Prediction of Sea Surface Temperature by Combining Interdimensional and Self-Attention with Neural Networks
Round 1
Reviewer 1 Report
The authors developed LSTM models with attention-like mechanism to predict the sea surface temperature (SST) by the marine environmental factors including wind speed and sea level pressure. The proposed method can be applied to complement and extend the existing measured and calculated dataset. This is an interesting paper but a lot of the concepts can be explained more and better. In the following some comments
1. The manuscript needs extensive revision for language. There are many typos and grammar issues
-- Word spelling mistakes in the title ‘combing’, ‘Datsets’, ‘selction’ and ‘optimizaiton’ in the Figure 1.
-- Please check carefully if some abbreviation needs to be defined, like ERA5, ECMWF in the abstract, AVHRR, AMSR etc. in line 55 and 56
--Some abbreviations have been used again in the text, so you can remove them
2. In line 150, what does “interval” mean in this context ? And larger compared with what? Consider clarifying these points.
3. In line 319, it is not clear what “them” indicates here. Please clarify.
4. Use a different heading for subsection 4.2 instead of repeating “Results and Discussion”.

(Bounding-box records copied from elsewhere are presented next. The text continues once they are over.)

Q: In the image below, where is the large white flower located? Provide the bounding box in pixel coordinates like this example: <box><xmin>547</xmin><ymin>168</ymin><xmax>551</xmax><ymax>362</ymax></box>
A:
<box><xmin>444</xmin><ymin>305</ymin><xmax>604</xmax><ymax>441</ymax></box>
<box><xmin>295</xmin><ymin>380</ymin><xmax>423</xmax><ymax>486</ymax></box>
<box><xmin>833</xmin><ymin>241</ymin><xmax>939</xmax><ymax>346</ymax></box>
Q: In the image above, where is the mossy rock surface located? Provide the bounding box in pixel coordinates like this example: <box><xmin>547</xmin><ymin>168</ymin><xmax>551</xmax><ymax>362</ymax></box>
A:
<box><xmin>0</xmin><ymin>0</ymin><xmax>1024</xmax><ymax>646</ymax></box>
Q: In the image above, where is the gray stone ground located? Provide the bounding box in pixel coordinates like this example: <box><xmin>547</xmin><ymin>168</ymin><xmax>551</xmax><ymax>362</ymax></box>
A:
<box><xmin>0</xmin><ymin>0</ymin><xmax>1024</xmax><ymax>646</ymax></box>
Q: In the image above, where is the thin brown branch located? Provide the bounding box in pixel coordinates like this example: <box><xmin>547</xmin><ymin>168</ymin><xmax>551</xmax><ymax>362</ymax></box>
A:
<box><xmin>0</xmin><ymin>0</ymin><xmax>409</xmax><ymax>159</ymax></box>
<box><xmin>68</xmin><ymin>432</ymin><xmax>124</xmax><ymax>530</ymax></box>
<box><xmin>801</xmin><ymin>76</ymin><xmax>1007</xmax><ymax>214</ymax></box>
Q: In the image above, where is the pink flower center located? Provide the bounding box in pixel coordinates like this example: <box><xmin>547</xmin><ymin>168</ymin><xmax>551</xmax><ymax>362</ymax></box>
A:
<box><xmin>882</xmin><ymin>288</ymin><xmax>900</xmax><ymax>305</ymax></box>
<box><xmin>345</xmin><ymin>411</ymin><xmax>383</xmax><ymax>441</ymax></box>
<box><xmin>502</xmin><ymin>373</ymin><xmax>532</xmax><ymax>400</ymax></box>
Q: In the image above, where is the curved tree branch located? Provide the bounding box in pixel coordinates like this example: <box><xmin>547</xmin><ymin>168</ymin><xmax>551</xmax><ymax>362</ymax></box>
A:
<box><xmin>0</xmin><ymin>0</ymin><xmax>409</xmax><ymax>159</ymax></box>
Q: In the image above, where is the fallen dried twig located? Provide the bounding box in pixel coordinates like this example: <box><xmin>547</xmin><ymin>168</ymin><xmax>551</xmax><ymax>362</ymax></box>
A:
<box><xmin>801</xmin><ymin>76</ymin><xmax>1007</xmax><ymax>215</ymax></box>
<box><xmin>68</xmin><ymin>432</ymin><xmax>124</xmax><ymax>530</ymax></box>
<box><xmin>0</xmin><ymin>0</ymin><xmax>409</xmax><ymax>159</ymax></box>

5. Please check the page range or DOI for references 2, 8, 19, 24, and 30.
6. As we know, marine environmental forecasting including the sea surface temperature is mainly based on the numerical model at present. What are the main disadvantages of data-driven models? Have you considered combining the data-driven models with numerical models?
Author Response
Please see the attachment.
Author Response File: Author Response.pdf
Reviewer 2 Report
The study " Prediction of Sea Surface Temperature by Combing Inter-Dimensional and Self-Attention with Neural Network" proposed a multi-variable Long Short-Term Memory (LSTM) model to predict a 1-month monthly mean SST by utilizing the historical SST, wind speed, and air pressure at sea level as input.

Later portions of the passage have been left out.